Steve Dower steve.dower at python.org
Mon Aug 15 21:39:35 EDT 2016


On 15Aug2016 1819, eryk sun wrote:
> On Mon, Aug 15, 2016 at 6:26 PM, Steve Dower <steve.dower at python.org> wrote:
>>
>> (Frankly I don't mind what encoding we use, and I'd be quite happy to force bytes
>> paths to be UTF-16-LE encoded, which would also round-trip invalid surrogate
>> pairs. But that would prevent basic manipulation which seems to be a higher
>> priority.)
>
> The CRT manually decodes and encodes using the private functions
> __acrt_copy_path_to_wide_string and __acrt_copy_to_char. These use
> either the ANSI or OEM codepage, depending on the value returned by
> WinAPI AreFileApisANSI. CPython could follow suit. Doing its own
> encoding and decoding would enable using filesystem functions that
> will never get an [A]NSI version (e.g. GetFileInformationByHandleEx),
> while still retaining backward compatibility.
>
> Filesystem encoding could use WC_NO_BEST_FIT_CHARS and raise a warning
> when lpUsedDefaultChar is true. Filesystem decoding could use
> MB_ERR_INVALID_CHARS and raise a warning and retry without this flag
> for ERROR_NO_UNICODE_TRANSLATION (e.g. an invalid DBCS sequence). This
> could be implemented with a new "warning" handler for
> PyUnicode_EncodeCodePage and PyUnicode_DecodeCodePageStateful. A new
> 'fsmbcs' encoding could be added that checks AreFileApisANSI to choose
> betwen CP_ACP and CP_OEMCP.

None of that makes it less complicated or more reliable. Warnings based 
on values are bad (they should be based on types) and using the *W APIs 
exclusively is the right way to go.
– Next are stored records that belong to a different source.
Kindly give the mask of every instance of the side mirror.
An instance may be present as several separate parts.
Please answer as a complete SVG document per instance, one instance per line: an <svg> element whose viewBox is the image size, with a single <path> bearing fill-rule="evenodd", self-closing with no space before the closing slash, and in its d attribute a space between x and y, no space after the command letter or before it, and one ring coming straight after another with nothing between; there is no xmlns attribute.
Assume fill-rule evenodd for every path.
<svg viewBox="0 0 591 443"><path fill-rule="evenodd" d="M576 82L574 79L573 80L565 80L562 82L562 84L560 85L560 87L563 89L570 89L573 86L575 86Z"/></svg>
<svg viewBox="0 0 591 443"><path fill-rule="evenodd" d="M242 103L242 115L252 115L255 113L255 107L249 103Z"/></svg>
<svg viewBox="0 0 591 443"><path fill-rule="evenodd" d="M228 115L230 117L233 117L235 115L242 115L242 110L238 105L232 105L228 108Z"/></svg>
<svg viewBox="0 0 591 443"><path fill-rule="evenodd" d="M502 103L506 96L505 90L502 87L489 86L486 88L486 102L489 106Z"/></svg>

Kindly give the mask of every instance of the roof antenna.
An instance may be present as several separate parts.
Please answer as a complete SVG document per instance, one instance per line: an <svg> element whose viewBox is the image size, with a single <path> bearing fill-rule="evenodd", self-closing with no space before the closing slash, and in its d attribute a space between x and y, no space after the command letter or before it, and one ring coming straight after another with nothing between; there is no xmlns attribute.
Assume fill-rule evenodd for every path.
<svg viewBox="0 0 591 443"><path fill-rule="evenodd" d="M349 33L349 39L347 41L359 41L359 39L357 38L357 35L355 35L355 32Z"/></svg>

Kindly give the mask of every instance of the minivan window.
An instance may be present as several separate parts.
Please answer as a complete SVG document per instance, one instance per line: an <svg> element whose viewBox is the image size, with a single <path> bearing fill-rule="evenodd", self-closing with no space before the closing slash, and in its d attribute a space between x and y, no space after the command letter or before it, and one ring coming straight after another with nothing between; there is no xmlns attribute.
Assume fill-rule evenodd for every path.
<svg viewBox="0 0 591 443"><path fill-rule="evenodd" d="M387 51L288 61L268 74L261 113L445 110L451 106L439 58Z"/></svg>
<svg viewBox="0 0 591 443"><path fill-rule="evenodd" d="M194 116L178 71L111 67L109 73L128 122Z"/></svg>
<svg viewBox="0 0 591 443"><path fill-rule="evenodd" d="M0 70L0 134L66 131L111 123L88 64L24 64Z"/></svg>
The question then is whether we 
allow file system functions to return bytes, and if so, which encoding 
to use. This then directly informs what the functions accept, for the 
purposes of round-tripping.

*Any* encoding that may silently lose data is a problem, which basically 
leaves utf-16 as the only option. However, as that causes other 
problems, maybe we can accept the tradeoff of returning utf-8 and 
failing when a path contains invalid surrogate pairs (which is extremely 
rare by comparison to characters outside of CP_ACP)?

If utf-8 is unacceptable, we're back to the current situation and should 
be removing the support for bytes that was deprecated three versions ago.